"The heroic books, even if printed in..." - Quote by Henry David Thoreau
The heroic books, even if printed in the character of our mother tongue, will always be in a language dead to degenerate times; and we must laboriously seek the meaning of each word and line, conjecturing a larger sense than common use permits out of what wisdom and valor and generosity we have. The modern cheap and fertile press, with all its translations, has done little to bring us nearer to the heroic writers of antiquity. They seem as solitary, and the letter in which they are printed as rare and curious, as ever.
More by Henry David Thoreau
“If one advances confidently in the direction of his dreams, and endeavors to live the life which he has imagined...”
“Still we live meanly, like ants; though the fable tells us that we were long ago changed into men; like pygmies we fight with cranes; it is error upon error, and clout upon clout, and our best virtue has for its occasion a superfluous and evitable wretchedness. Our life is frittered away by detail.”

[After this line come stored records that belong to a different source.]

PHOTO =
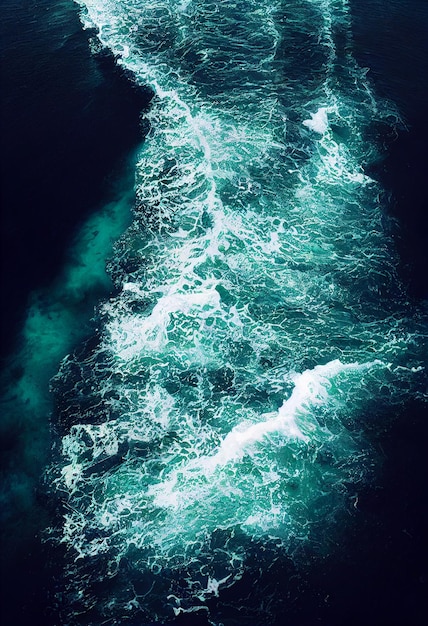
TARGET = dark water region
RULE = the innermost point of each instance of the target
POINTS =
(69, 121)
(391, 40)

“Fame is not just. She never finely or discriminatingly praises, but coarsely hurrahs.”
More on Literature
“Literature is always personal, always one man's vision of the world, one man's experience, and it can only be popular when men are ready to welcome the visions of others.”
“Society is the stage on which manners are shown; novels are the literature. Novels are the journal or record of manners; and the new importance of these books derives from the fact, that the novelist begins to penetrate the surface, and treat this part of life more worthily.”
“I hate vulgar realism in literature. The man who would call a spade a spade should be compelled to use one.”
More on Books
“Books are everywhere; and always the same sense of adventure fills us. Second-hand books are wild books, homeless books; they have come together in vast flocks of variegated feather, and have a charm which the domesticated volumes of the library lack. Besides, in this random miscellaneous company we may rub against some complete stranger who will, with luck, turn into the best friend we have in the world.”
“I'm not sure you can count as history, was Keith Richards's "Life," which he so modestly titled it. I did find it a fascinating book. Keith's a pretty honest fellow.”
“Writers ought to be regarded as wrongdoers who deserve to be acquitted or pardoned only in the rarest cases: that would be a way to keep books from getting out of hand.”